A long-term study was conducted by members of the University of South Carolina, the Oschner Medical Center in New Orleans, and the University of Bath in the United Kingdom. Titled "Association of Coffee Consumption With All-Cause and Cardiovascular Disease Mortality," it was published yesterday by the Mayo Clinic Proceedings periodical. In it, scientists surveyed more than 40,000 people over the course of three decades, from 1971 to 2002, to determine whether coffee intake affected mortality rate from any cause, and specifically from heart disease.
Upon conclusion of the research, during which time more than 2,500 of those surveyed passed away, the scientists determined that coffee drinkers under the age of 55 that downed more than 4 cups a day, every single day (or more than 28 cups per week), were far more likely to die of all causes of death than non-drinkers and regular drinkers.

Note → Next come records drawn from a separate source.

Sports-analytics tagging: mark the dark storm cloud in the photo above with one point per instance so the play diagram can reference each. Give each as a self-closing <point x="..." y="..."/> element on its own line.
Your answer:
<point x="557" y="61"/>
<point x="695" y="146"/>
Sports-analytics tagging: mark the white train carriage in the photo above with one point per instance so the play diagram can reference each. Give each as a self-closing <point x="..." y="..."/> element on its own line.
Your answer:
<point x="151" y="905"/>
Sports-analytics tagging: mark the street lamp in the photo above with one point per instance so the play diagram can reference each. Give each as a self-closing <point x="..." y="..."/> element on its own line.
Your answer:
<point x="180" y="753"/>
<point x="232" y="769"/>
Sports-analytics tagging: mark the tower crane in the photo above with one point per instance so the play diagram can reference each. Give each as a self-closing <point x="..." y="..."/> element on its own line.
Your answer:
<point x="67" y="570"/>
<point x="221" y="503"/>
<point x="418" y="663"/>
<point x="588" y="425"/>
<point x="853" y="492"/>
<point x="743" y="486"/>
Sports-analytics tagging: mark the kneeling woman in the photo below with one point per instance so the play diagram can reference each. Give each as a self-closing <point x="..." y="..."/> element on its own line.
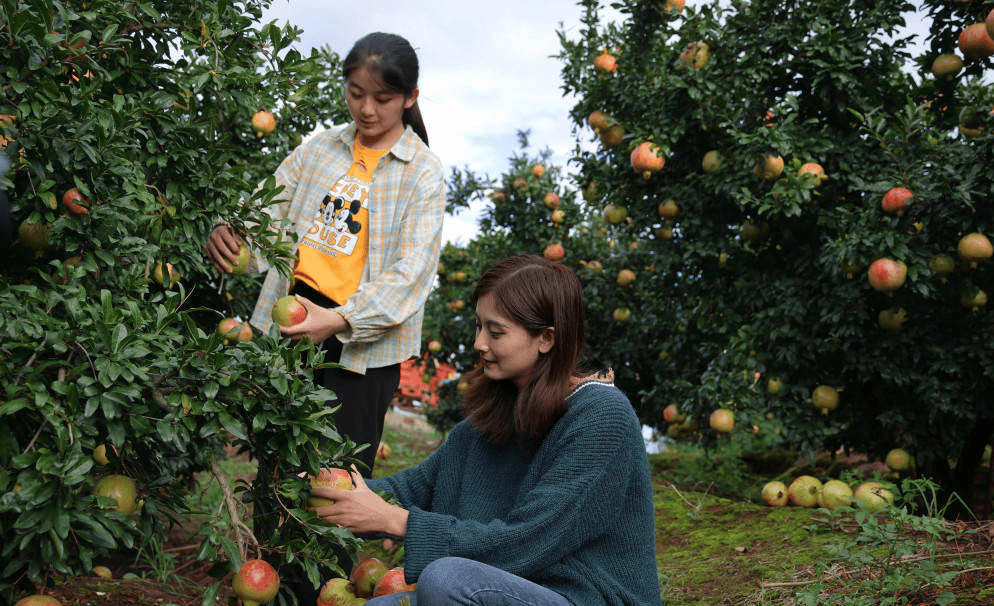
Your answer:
<point x="542" y="495"/>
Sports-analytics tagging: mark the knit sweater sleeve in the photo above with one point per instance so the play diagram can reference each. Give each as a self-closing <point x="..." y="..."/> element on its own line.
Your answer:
<point x="574" y="489"/>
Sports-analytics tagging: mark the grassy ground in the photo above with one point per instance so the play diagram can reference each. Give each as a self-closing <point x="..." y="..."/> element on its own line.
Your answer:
<point x="714" y="546"/>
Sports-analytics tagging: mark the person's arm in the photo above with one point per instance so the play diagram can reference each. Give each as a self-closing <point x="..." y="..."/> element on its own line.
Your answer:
<point x="361" y="510"/>
<point x="223" y="243"/>
<point x="581" y="491"/>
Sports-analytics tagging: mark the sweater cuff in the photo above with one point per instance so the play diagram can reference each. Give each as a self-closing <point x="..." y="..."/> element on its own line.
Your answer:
<point x="425" y="541"/>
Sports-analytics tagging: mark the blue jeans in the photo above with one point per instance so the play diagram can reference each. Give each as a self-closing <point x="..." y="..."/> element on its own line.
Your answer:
<point x="452" y="581"/>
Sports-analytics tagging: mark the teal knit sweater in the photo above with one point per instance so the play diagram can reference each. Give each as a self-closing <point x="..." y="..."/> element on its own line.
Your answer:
<point x="575" y="516"/>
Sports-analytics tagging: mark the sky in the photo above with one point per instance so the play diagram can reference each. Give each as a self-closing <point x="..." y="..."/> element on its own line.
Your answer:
<point x="487" y="71"/>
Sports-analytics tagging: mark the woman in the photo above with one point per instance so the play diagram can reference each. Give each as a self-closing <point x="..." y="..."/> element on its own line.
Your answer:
<point x="367" y="203"/>
<point x="543" y="494"/>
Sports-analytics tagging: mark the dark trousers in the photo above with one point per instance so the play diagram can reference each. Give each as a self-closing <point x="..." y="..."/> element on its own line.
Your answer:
<point x="364" y="401"/>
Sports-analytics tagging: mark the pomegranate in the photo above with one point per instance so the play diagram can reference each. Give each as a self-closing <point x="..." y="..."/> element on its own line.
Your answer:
<point x="392" y="581"/>
<point x="288" y="311"/>
<point x="625" y="277"/>
<point x="554" y="252"/>
<point x="263" y="123"/>
<point x="646" y="159"/>
<point x="813" y="172"/>
<point x="256" y="583"/>
<point x="946" y="66"/>
<point x="874" y="495"/>
<point x="668" y="209"/>
<point x="75" y="202"/>
<point x="366" y="575"/>
<point x="329" y="477"/>
<point x="896" y="200"/>
<point x="775" y="493"/>
<point x="606" y="63"/>
<point x="834" y="493"/>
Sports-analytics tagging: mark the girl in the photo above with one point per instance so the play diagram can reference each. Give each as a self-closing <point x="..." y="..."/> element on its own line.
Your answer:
<point x="542" y="494"/>
<point x="367" y="203"/>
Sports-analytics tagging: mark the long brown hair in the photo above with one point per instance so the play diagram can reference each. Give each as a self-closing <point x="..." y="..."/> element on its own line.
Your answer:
<point x="393" y="59"/>
<point x="536" y="294"/>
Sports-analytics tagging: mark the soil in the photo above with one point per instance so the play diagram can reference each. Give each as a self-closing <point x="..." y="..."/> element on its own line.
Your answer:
<point x="734" y="564"/>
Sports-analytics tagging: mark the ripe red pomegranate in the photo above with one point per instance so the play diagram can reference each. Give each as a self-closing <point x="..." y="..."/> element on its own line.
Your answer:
<point x="75" y="202"/>
<point x="256" y="583"/>
<point x="887" y="275"/>
<point x="554" y="252"/>
<point x="392" y="581"/>
<point x="896" y="200"/>
<point x="974" y="42"/>
<point x="646" y="159"/>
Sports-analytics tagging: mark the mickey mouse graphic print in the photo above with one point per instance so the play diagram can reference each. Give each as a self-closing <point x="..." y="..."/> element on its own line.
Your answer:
<point x="332" y="254"/>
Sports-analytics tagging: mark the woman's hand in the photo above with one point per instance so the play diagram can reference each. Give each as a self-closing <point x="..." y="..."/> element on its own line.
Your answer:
<point x="320" y="323"/>
<point x="222" y="248"/>
<point x="361" y="510"/>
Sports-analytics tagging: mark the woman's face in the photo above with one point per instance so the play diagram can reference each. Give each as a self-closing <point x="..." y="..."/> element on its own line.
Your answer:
<point x="507" y="350"/>
<point x="377" y="109"/>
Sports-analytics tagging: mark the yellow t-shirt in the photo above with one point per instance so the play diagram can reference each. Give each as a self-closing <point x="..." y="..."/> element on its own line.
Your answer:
<point x="332" y="254"/>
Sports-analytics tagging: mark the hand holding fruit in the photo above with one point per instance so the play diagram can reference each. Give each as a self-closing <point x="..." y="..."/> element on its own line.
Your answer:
<point x="361" y="510"/>
<point x="318" y="323"/>
<point x="226" y="251"/>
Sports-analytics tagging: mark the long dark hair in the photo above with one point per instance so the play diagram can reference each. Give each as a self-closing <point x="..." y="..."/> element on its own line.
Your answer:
<point x="537" y="294"/>
<point x="392" y="58"/>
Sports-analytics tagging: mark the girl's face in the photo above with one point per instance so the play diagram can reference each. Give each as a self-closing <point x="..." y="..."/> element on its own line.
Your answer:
<point x="507" y="350"/>
<point x="377" y="109"/>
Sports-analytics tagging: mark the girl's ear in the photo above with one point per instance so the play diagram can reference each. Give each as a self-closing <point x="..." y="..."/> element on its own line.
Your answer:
<point x="547" y="339"/>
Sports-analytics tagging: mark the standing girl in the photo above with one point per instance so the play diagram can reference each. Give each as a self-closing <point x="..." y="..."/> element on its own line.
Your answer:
<point x="542" y="495"/>
<point x="367" y="203"/>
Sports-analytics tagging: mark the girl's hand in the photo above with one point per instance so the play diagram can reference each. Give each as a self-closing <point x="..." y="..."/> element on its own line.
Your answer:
<point x="320" y="323"/>
<point x="361" y="510"/>
<point x="222" y="248"/>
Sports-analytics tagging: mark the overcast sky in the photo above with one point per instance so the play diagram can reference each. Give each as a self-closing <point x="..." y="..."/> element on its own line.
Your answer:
<point x="487" y="71"/>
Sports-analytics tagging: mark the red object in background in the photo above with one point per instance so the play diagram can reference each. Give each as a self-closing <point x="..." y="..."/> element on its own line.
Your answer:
<point x="412" y="385"/>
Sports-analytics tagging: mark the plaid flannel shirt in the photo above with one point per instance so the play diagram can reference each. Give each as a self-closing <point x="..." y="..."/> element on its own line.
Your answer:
<point x="406" y="208"/>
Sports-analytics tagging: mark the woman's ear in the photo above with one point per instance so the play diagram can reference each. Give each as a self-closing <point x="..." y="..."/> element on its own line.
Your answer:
<point x="411" y="99"/>
<point x="547" y="339"/>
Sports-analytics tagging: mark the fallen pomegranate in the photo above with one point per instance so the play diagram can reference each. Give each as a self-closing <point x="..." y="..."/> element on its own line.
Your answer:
<point x="339" y="592"/>
<point x="896" y="200"/>
<point x="392" y="581"/>
<point x="804" y="491"/>
<point x="256" y="582"/>
<point x="834" y="493"/>
<point x="287" y="311"/>
<point x="775" y="493"/>
<point x="366" y="575"/>
<point x="874" y="496"/>
<point x="329" y="478"/>
<point x="887" y="275"/>
<point x="120" y="488"/>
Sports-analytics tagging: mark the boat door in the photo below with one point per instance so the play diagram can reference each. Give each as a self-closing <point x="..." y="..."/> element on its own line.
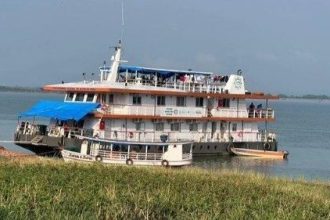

This was especially the case with men, which had a 32% increase of death from heart disease, and a 56% increase in death from all causes. For women in the age bracket had double the risk of death from all causes.
The reasoning behind this marked increase remains uncertain. While the caffeine in coffee causes changes in the body that are detrimental to one's health, co-author Xuemei Sui pointed out that many heavy coffee drinkers also tend to promote other unhealthy behaviors, such as a bad diet, sleeping late, and not exercising.